Littéralement, Yves Michaud vire au bleu marine lorsqu'on lui parle de la rémunération des chefs d'entreprise et des régimes d'options d'achat d'actions.

Selon le président du Mouvement d'éducation et de défense des actionnaires (MEDAC), les compensations versées à de nombreux patrons des sociétés publiques mènent inexorablement vers une perte de confiance des investisseurs.

«Les programmes d'options sont le mal du siècle et défigurent le capitalisme», soutient-il.

D'après lui, il faut carrément abolir les programmes d'options et établir des règles précises pour la rémunération des chefs d'entreprises cotées à la Bourse.

«Il n'y a pas actuellement de règles sérieuses, et les comités de rémunération des conseils d'administration sont de la fantaisie parce qu'ils ne sont pas indépendants.»

M. Michaud plaide pour que les chefs d'entreprise soient évalués et rétribués en fonction de deux seuls critères, sous l'angle de la modération: la performance financière de la société et le comportement de son titre.

Les autorités réagissent

La controverse autour des programmes d'options et certains récents scandales retentissants commencent à émouvoir les autorités réglementaires aux États-Unis.

La Securities and Exchange Commission (SEC) américaine a annoncé en juillet qu'elle resserre les règles et que les entreprises devront être plus explicites au sujet de la rémunération de leurs hauts dirigeants.
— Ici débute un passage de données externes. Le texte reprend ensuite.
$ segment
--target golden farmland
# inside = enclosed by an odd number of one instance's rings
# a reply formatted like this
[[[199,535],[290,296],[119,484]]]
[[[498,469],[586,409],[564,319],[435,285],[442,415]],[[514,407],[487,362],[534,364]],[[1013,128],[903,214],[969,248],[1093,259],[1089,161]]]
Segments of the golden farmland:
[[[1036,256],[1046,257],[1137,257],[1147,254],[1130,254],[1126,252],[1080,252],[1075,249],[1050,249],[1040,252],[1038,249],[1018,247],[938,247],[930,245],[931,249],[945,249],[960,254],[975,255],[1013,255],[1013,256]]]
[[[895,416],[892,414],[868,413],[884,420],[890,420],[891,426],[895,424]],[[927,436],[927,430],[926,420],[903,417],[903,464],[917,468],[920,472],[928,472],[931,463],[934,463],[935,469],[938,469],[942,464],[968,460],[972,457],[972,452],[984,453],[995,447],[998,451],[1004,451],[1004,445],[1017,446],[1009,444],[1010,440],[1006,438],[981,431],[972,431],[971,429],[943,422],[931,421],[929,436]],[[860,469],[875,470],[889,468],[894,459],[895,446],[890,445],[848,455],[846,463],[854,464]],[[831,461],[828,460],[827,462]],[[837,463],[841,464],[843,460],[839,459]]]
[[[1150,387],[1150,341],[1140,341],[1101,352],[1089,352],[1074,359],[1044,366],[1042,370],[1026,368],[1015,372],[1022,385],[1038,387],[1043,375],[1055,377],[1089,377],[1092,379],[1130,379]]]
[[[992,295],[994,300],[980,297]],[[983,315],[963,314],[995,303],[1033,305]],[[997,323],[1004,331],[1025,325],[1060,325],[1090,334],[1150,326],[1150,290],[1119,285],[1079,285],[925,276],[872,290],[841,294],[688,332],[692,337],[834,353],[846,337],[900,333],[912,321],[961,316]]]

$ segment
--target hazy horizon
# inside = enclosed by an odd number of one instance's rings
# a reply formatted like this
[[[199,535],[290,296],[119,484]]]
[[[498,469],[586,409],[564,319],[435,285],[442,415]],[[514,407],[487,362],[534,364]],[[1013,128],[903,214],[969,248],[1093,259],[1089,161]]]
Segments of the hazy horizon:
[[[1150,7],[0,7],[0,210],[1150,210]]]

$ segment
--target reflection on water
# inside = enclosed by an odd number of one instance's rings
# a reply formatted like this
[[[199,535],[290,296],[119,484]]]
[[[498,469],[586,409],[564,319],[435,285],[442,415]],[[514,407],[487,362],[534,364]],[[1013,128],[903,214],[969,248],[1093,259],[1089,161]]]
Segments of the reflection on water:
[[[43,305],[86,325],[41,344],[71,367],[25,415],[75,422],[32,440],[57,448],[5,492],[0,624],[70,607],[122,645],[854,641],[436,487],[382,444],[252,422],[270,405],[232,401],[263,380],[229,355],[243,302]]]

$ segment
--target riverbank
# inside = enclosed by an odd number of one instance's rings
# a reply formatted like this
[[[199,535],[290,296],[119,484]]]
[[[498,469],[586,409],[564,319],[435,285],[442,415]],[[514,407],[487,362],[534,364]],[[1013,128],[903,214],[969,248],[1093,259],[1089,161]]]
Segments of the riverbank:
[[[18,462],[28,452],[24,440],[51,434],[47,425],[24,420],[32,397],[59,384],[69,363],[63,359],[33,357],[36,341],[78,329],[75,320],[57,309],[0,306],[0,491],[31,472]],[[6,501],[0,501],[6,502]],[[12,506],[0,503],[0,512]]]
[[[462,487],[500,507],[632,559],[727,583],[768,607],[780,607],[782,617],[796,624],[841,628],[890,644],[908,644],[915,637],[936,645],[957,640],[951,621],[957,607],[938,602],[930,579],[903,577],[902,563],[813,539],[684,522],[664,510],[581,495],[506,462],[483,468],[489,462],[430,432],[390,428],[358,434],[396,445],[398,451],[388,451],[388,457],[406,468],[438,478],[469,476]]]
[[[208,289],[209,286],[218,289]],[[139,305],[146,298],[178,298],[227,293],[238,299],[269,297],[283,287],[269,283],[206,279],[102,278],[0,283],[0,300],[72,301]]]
La SEC vise, entre autres, une pratique apparemment assez répandue selon laquelle des options sont antidatées à un moment qui coïncide avec un creux dans le prix de l'action.

Le détenteur gonfle ainsi son profit lorsqu'il exerce ses options et vend les actions obtenues.

Au moins 60 entreprises publiques américaines ont avoué être l'objet d'une enquête de la SEC à ce sujet.